Les entreprises sont devenues frileuses pour exprimer leurs engagements climat depuis que la neutralité et la compensation carbone ont été montrées du doigt. Selon toi, sur quels piliers doit reposer une stratégie climat robuste ?  

 Une stratégie climat peut utilement s’appuyer sur 2 piliers, qui sont d’ailleurs les axes de travail du GIEC :  

  • L’atténuation est l’action la plus répandue actuellement. Il s’agit de chercher à réduire l’impact de ses activités, autrement dit de réduire ses émissions de gaz à effet de serre. Il s’agit couramment de réaliser son bilan carbone. Cette action prend son sens à condition « de faire parler » les résultats du BEGES, d’établir ensuite un plan de transition pertinent, qui entre dans la stratégie nationale bas carbone, et de le suivre dans le temps. 
  • L’adaptation est moins connue et pourtant tout aussi nécessaire, et fait d’ailleurs son apparition dans la CSRD. Il s’agit ici d’évaluer la façon dont le changement climatique impacte ses activités, autrement dit d’évaluer ses vulnérabilités climatiques. Cette démarche permet d’engager un plan d’adaptation pour améliorer la résilience de ses activités. Ces réflexions stratégiques sont particulièrement pertinentes dans le cadre de chaîne de valeur complexes et/ou internationalisées, ce qui est très souvent le cas lorsqu’on tient compte de l’amont et de l’aval de ses activités.  

  

Les objectifs climatiques peuvent parfois paraitre flous ou difficiles à fixer. Quels objectifs se donner à l’échelle d’une entreprise ? À partir de quels repères ? 
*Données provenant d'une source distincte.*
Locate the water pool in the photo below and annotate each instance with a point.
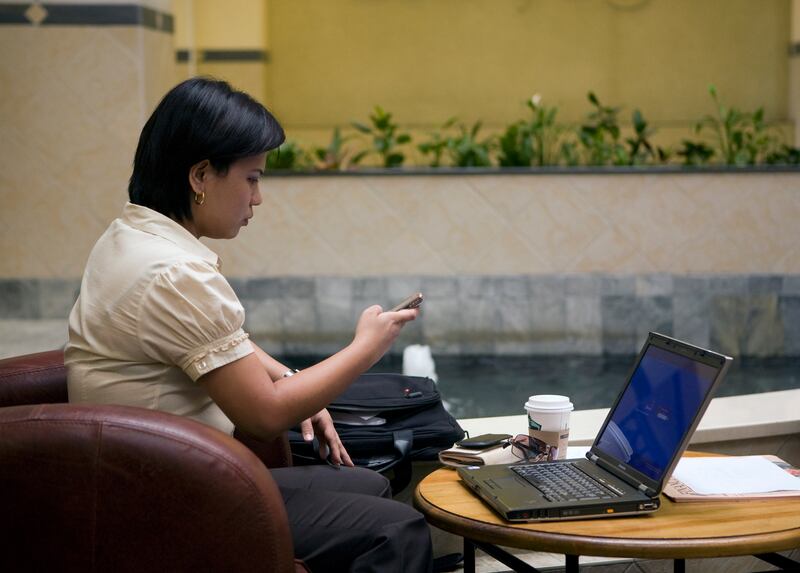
(478, 386)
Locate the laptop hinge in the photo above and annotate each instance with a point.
(646, 490)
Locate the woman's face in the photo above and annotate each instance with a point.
(229, 197)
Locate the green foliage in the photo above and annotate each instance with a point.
(531, 142)
(289, 156)
(695, 153)
(784, 155)
(466, 150)
(737, 138)
(336, 156)
(437, 144)
(385, 139)
(742, 138)
(640, 150)
(600, 135)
Des cadres internationaux existent et permettent de se fixer une référence en fonction du secteur d’activité dans lequel évolue l’entreprise. On pense par exemple au SBTi (Science Base Target) qui aide à définir des objectifs carbones alignés sur les connaissances scientifiques.  

En France, dans l’alignement de l’UE, les objectifs de neutralité carbone en 2050 sont aussi définis, par secteurs d’activité, au sein notamment de la stratégie nationale bas carbone, la SNBC.  

Encore plus simplement, une neutralité carbone en 2050, c’est un objectif zéro émission nette. C’est en premier lieu chercher à s’approcher au maximum du zéro, et compenser le reliquat que l’on ne parvient pas à supprimer.  

Le défi est aujourd’hui tout autant dans la définition et la mise en œuvre des trajectoires que dans la cible.  

  

Qu’apporte la CSRD sur la question du reporting de la politique climat d’une entreprise ? 

Globalement, la CSRD vient mettre la lumière sur les plans de transition et d’adaptation, et fait des trajectoires un enjeu central. Il y a de nombreuses évolutions, j’en évoquerai deux parmi les plus impactantes :  

  • Le scope 3 est dorénavant intégré au reporting. Cela signifie que toute la chaîne de valeur est auditée, y compris les émissions indirectes associés à l’amont et à l’aval. 
  • Les scénarios climatiques retenus pour élaborer les plans de transition et d’adaptation doivent être explicités, et faire référence à des modélisations scientifiques. Il faut naviguer entre les scénarios à 1,5°C et les « scénarios du pire », (le SSP5-8.5 du GIEC par exemple).   

Le challenge posé par la CRSD est de taille, tout comme l’est le changement climatique.